丁寧に述べてくれる紳士なレオシュさんにやられる。
お礼を言うのはこちらの方だし、普段の百分の一もお返し出来てないと思うのだが、まだこのデートは終わってないのだ。

というかこれからが本題だった。

「あの、レオシュさん。あとでーー」
「お二人さん、食事どうだった?」
「うあぁッ」

ぬっとテーブルの近くから小柄なおばあさんが登場し叫び声をあげる。店長は「とても美味しかったです、ご馳走様でした」と会釈をした。俺も続いてお礼を言う。
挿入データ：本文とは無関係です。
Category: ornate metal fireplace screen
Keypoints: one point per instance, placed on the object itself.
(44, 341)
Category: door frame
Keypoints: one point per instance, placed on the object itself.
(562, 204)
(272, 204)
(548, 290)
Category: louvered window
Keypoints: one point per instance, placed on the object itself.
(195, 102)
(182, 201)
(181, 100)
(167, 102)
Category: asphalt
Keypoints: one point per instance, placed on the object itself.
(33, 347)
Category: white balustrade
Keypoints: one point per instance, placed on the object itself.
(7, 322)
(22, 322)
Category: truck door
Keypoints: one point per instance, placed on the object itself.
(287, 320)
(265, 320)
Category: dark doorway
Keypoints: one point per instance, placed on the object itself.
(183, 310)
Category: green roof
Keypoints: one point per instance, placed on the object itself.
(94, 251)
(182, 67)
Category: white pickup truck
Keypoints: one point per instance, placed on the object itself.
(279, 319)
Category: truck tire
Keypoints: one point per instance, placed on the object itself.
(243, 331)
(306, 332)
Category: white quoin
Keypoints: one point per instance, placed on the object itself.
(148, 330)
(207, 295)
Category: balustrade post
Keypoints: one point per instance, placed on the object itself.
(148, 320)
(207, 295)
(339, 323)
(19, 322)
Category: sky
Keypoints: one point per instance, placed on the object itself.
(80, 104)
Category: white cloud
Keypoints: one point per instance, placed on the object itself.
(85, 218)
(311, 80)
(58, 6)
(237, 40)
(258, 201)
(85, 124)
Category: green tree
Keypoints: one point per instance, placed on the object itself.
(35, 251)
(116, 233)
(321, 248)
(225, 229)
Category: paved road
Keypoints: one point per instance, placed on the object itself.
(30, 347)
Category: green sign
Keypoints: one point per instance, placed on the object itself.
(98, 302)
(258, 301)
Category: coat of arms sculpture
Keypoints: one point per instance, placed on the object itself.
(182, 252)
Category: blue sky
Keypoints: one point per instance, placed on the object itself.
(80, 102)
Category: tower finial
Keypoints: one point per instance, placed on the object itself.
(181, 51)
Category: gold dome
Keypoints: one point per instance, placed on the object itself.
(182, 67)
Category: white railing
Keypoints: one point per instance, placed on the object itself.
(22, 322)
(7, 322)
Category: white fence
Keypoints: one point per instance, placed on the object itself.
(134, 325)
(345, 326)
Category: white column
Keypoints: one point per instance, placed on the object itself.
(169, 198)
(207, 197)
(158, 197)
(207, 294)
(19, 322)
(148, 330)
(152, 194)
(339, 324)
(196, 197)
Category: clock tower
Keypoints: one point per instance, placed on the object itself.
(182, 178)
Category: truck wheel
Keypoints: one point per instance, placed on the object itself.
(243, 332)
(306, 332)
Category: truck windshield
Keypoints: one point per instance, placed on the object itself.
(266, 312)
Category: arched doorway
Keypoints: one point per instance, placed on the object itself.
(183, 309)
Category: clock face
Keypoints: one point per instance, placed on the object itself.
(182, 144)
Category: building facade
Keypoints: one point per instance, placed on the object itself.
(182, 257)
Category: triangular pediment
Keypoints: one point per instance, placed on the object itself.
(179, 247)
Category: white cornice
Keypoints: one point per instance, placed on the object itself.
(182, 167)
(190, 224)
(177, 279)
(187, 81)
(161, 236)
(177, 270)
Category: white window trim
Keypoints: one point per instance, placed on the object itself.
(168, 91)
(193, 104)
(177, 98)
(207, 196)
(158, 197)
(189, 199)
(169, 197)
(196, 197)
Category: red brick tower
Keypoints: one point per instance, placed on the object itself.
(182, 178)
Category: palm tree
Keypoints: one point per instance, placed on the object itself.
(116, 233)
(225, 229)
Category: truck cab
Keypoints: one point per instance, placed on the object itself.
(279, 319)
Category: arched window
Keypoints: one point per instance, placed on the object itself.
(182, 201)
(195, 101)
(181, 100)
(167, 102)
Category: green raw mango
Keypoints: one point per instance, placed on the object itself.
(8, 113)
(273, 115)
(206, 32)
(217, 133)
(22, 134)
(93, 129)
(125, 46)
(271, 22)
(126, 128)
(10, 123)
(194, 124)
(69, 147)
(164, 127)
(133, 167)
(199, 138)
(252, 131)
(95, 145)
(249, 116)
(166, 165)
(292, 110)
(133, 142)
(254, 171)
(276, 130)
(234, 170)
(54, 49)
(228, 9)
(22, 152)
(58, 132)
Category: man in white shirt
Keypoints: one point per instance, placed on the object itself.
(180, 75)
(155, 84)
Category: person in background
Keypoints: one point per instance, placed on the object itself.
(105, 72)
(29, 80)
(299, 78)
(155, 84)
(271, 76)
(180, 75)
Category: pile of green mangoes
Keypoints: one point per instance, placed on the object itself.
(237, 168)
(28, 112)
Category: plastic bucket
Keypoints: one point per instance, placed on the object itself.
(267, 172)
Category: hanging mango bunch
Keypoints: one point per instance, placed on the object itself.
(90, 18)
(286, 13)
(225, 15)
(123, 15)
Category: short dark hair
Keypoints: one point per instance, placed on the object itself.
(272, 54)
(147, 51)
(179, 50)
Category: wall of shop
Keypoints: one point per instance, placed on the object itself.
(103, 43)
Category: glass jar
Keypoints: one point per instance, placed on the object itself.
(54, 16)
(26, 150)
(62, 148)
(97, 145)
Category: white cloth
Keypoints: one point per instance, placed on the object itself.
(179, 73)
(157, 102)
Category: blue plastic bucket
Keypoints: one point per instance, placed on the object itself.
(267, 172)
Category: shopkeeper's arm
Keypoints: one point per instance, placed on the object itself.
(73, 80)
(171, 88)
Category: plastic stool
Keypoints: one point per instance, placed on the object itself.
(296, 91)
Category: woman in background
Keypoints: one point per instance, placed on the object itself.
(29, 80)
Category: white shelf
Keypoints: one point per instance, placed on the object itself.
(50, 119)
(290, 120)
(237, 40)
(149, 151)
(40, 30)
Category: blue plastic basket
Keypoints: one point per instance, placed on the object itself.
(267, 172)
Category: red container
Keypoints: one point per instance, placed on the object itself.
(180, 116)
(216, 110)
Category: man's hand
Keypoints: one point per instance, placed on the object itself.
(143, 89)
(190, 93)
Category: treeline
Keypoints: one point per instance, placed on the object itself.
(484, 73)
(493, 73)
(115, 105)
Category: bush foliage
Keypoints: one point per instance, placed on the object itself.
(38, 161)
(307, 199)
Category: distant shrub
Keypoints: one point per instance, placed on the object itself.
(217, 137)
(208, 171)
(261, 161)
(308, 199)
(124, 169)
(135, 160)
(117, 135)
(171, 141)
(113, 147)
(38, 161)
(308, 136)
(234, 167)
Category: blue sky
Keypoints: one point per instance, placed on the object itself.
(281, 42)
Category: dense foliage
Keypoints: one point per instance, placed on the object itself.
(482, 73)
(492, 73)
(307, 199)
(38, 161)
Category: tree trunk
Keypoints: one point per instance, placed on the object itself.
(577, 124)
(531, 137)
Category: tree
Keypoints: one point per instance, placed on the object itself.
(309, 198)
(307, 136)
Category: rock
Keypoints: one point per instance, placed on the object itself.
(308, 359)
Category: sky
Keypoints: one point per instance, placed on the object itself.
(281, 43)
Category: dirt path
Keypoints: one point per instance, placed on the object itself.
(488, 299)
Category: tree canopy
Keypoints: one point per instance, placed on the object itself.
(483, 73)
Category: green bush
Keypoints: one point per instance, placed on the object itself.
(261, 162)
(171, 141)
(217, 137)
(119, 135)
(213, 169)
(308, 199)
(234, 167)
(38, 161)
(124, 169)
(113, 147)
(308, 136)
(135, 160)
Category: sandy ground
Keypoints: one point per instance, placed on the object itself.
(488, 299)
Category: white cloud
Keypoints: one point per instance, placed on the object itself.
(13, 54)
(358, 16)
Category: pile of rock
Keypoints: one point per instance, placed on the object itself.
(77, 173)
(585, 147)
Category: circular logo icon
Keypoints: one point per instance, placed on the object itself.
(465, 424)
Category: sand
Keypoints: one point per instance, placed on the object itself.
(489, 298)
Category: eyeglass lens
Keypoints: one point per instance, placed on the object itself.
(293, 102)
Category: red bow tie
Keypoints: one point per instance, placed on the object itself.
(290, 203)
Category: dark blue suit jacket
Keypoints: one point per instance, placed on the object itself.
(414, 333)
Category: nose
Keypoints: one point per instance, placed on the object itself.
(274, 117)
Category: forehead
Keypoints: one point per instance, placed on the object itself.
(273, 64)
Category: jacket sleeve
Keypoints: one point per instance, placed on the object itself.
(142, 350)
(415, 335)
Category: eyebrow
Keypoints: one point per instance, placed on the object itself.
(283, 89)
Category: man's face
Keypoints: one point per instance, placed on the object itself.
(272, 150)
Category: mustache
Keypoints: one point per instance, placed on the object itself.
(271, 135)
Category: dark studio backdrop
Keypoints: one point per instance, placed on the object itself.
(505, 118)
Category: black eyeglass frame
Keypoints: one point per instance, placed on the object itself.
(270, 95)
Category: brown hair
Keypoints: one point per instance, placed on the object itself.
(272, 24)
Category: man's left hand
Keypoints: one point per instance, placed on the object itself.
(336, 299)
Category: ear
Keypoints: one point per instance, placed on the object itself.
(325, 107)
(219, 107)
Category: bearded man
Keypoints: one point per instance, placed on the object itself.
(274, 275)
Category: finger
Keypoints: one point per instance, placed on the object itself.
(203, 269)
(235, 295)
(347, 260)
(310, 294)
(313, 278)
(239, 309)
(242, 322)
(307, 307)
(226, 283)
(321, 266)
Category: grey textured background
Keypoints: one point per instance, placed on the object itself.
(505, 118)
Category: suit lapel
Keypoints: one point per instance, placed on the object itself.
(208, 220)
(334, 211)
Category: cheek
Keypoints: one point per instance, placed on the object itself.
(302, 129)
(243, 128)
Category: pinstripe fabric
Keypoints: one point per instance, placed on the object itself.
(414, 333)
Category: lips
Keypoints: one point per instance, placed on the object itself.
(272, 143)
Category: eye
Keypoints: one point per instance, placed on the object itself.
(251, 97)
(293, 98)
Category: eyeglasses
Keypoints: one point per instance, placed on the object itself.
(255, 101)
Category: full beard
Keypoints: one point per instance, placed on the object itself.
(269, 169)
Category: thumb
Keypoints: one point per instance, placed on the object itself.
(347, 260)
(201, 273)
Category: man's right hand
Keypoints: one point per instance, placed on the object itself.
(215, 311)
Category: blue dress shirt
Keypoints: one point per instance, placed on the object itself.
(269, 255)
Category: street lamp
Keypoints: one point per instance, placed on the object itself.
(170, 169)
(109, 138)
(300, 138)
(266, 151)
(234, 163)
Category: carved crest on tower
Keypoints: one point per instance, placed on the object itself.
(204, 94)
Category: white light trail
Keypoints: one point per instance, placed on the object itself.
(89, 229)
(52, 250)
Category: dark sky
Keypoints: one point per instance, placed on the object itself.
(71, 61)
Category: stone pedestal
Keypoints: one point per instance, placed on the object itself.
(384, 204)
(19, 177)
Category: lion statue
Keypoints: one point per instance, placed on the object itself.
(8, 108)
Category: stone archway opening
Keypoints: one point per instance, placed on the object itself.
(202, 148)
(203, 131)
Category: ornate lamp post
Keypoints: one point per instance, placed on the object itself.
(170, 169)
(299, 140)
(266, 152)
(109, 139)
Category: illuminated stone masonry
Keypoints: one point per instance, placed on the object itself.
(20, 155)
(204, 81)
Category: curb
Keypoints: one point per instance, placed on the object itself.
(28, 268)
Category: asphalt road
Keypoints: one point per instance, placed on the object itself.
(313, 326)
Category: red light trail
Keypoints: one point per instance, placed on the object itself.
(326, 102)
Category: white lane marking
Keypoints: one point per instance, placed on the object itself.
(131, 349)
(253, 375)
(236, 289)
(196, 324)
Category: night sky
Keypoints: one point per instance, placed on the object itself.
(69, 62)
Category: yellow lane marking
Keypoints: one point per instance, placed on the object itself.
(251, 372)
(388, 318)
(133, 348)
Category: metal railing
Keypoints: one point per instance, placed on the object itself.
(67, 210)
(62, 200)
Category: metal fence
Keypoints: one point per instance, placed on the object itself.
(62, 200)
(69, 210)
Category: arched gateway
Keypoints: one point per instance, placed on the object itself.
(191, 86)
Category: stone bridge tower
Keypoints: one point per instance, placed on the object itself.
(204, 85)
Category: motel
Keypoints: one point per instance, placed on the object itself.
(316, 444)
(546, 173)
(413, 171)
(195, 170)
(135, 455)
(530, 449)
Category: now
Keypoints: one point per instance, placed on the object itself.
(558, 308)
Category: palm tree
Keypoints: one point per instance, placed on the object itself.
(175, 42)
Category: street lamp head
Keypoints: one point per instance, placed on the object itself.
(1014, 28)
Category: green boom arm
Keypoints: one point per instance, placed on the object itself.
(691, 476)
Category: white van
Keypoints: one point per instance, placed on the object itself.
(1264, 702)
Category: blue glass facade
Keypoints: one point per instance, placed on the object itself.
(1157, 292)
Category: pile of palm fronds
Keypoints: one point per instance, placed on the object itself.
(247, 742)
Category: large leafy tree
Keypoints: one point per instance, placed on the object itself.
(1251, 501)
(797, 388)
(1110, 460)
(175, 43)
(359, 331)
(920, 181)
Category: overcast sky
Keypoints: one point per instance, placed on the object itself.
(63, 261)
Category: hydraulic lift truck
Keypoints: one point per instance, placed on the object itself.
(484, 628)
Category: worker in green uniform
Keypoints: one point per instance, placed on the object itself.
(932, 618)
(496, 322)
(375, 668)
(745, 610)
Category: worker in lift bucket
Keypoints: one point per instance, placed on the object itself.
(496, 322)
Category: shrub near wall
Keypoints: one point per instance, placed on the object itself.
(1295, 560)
「よかったよかった。ところであんた、思い出したよ。昔よくここで昼に食べに来てただろ。眼鏡に私服で、険しい顔で仕事しながら。料理はちゃんと味わってたね」

そう言われて彼は眼鏡に触れ苦笑する。

「はい、覚えててくださったんですか。当時はよくお世話になって、とてもいい思い出です。あの頃の仕事はもう辞めてしまい、今は私もお店を開いたんですよ。こじんまりとした喫茶店ですけどね」
「ほお、そうなんだ。いい事じゃないか。それでお兄さんたちは、仕事仲間なのかい?」

人のいいおばあさんに視線を向けられ、俺は一瞬言葉に詰まった。
それは正しいが、もっと表現的に踏み込みたくなった。

「ええと、はい。そうなんですけど……俺は彼のことがすごく好きなんです。尊敬もしてます」

気恥ずかしくも胸を張ると、老婦人の目が突き刺さる。
店長をちらりと見たら照れくさそうに「君も大切な人ですよ」と言ってくれた。

「そうなの。お兄ちゃんの感じ見てたらそんな気はしたけどさ。あんた、結構いい人生送ってるじゃん」

おばあさんはレオシュさんを見て、若者言葉でにっと笑いかけた。彼は恐縮した様子になり「はい、ご指摘のとおりで」と言いつつ微笑みを浮かべる。

まさか二人の関係が分かってしまったのか定かではないが、昔の彼の一場面を知る人にエールのようなものを貰った気がして、俺はほわっと嬉しい気持ちになる。

向かいのレオシュさんと交わす視線がくすぐったくも、心地いい。

この日起きたこんな光景も、ひとつひとつが大切に、二人の歴史に刻まれていくのだと感じた。